O trabalho faz parte integrante da condição humana. Ele garante o sustento. A realidade dura da vida, marcada pelo trabalho, também faz parte integrante do caminho que conduz até Deus. Não há outro caminho. Por isso, o trabalho era um elemento básico e comum da vida monástica e eremítica. Os monges e os eremitas viviam do próprio trabalho. Era de dentro desta condição dura do trabalho, e não de fora dela, que os monges procuravam viver o ideal da busca de Deus. O trabalho era um aspecto da luta contra o mal. Era uma arma na luta contra o diabo. Neste ponto, a Regra do Carmo está em continuidade com a tradição antiga.
Como vimos anteriormente, a luta contra o diabo, contra o mal, era a motivação mais profunda que estava na origem da vida monástica. É esta mesma luta contra o diabo, que levou os primeiros carmelitas a assumir o trabalho como elemento básico da sua caminhada em direção a Deus. É o motivo que Alberto coloca em primeiro lugar neste número 20 da Regra sobre o trabalho. Ele diz: Vocês devem fazer algum tipo de trabalho, para que o diabo sempre os encontre ocupados e não consiga, através da ociosidade de vocês, encontrar alguma brecha para penetrar em suas almas.
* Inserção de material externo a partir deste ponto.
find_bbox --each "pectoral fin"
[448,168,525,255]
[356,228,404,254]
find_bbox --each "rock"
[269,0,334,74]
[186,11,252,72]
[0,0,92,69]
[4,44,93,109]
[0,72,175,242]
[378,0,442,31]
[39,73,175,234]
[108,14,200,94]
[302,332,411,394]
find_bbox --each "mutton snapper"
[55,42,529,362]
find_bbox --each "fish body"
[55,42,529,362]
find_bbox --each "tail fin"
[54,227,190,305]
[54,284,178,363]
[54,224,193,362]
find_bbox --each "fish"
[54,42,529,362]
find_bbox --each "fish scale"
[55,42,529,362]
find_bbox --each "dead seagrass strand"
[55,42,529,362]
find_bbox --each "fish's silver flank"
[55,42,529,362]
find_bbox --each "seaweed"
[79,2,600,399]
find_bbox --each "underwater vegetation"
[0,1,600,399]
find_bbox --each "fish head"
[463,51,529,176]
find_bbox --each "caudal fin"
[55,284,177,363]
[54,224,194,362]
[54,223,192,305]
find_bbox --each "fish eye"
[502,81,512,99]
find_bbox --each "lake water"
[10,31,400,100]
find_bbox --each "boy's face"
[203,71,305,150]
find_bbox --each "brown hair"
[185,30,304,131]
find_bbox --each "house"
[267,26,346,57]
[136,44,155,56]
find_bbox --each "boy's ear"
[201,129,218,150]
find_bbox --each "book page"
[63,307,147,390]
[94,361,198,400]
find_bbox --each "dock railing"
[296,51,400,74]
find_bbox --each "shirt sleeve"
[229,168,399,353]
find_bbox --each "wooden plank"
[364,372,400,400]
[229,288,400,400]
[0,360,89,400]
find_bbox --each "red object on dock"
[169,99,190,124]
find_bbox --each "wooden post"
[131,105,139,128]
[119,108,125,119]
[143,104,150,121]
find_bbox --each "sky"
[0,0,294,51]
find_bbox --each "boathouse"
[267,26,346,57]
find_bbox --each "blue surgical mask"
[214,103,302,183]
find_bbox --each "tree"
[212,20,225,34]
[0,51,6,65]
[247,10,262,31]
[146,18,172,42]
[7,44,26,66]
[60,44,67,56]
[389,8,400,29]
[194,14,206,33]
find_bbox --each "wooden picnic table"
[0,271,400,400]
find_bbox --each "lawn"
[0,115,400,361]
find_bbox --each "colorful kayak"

Conforme a Regra, na porta da alma da gente deve está escrito Ocupada! Trabalhando! O trabalho impede a entrada de hóspedes indesejados, cria resistência no espírito contra a erosão e a desintegração interior. Faz também com que o relacionamento entre os membros da comunidade seja mais harmoniosa, pois impede que um seja peso inútil para os outros. Mantém o equilíbrio, cria harmonia através de uma boa e sábia distribuição dos trabalhos.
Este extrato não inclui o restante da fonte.